3

I'm working on optimizing a Python script that needs to parse a huge (12 TB) amount of data. At the moment, it basically looks like:

gzip -d -c big_file.gz | sed /regex|of|interesting|things/p | script.py 

(actually, the piping is being done by subprocess.Popen, but I don't think that's important -- correct me if I'm wrong.)

It appears that the gzip->sed->python pipes are currently the most time consuming part of the script. I assume that this is because there are three separate processes in play here: since none of them can have a shared address space, any information that needs to be passed between them needs to actually be copied from one to the other, so the three pipes result in a total of at most 36 TB being pushed through my RAM rather than just 12.

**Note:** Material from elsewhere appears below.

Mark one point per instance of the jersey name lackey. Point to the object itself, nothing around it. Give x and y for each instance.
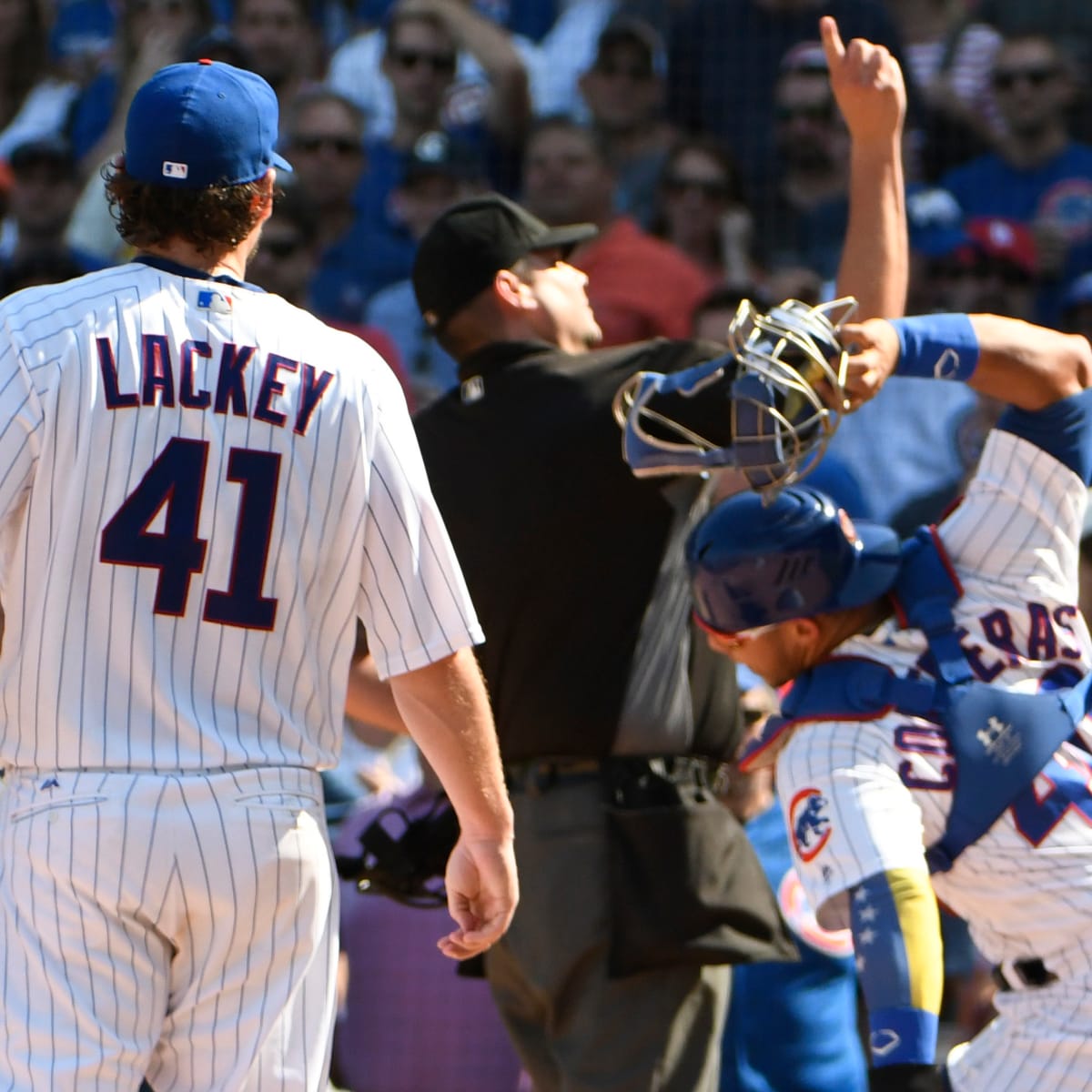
(167, 374)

Am I understanding correctly what's going on?

Patrick Collins
  • 10,306
  • 5
  • 30
  • 69
  • There aren't really any answers here, but you may want to look at [this question](http://stackoverflow.com/questions/24199026/how-to-speed-up-communication-with-subprocesses). The OP noticed that using `subprocess.Popen` to pipe data was much slower than using Linux pipes (`|`), so it may actually be important if you're using the former. – dano Jul 17 '14 at 15:34
  • `gzip big_file.gz` ? Shouldn't it be `gunzip` or `gzip -d` ? – bruno desthuilliers Jul 17 '14 at 15:34
  • @brunodesthuilliers Yes, you're right, I've edited to fix. – Patrick Collins Jul 17 '14 at 15:35
  • @dano I'm really wondering about the total amount of data moved through the system when using pipes: based on what I know about multiprocessing, I assume that there is a pretty huge communication cost in play here, but I can't find any references to confirm it. – Patrick Collins Jul 17 '14 at 15:36
  • @PatrickCollins well, at the very least you're reading 12TB (probably less since it's compressed) from disk into `gunzip`, writing 12TB to the stdin of `sed` which then needs to be read, then writing 12TB more to the stdin of `script.py`, which also needs to be read. – dano Jul 17 '14 at 15:39
  • 1
    @PatrickCollins: `gunzip file.gz` doesn't write to stdout, it inflates the file inplace... – bruno desthuilliers Jul 17 '14 at 15:40
  • @brunodesthuilliers The line in question is actually `unzip = subprocess.Popen(['gzip', '-d', '-c', input_file, stdout=subprocess.PIPE])`, then `sed = subprocess.Popen(['sed', '-n', 'big|regex|'], stdin=unzip.stdout, stdout=subprocesspipe)` then `for fields in csv.reader(iter(sed.stdout.readline, '')):...`. – Patrick Collins Jul 17 '14 at 15:43

2 Answers2

3

Let's first run a little test:

time dd if=/dev/zero of=/dev/null bs=2M count=5000
time dd if=/dev/zero bs=2M count=5000 > /dev/null
time dd if=/dev/zero bs=2M count=5000 | cat > /dev/null
time dd if=/dev/zero bs=2M count=5000 | cat | cat | cat | cat | cat > /dev/null

Results:

5000+0 records in
5000+0 records out
10485760000 bytes (10 GB) copied, 0.651287 s, 16.1 GB/s

real    0m0.653s
user    0m0.000s
sys     0m0.650s
5000+0 records in
5000+0 records out
10485760000 bytes (10 GB) copied, 0.585887 s, 17.9 GB/s

real    0m0.587s
user    0m0.007s
sys     0m0.580s
5000+0 records in
5000+0 records out
10485760000 bytes (10 GB) copied, 8.55412 s, 1.2 GB/s

real    0m8.556s
user    0m0.077s
sys     0m9.267s
5000+0 records in
5000+0 records out
10485760000 bytes (10 GB) copied, 9.69067 s, 1.1 GB/s

real    0m9.692s
user    0m0.397s
sys     0m25.617s

Adding a single pipe decreases performance hugely; adding multiple pipes decreases performance slightly. Results seem consistent across multiple runs.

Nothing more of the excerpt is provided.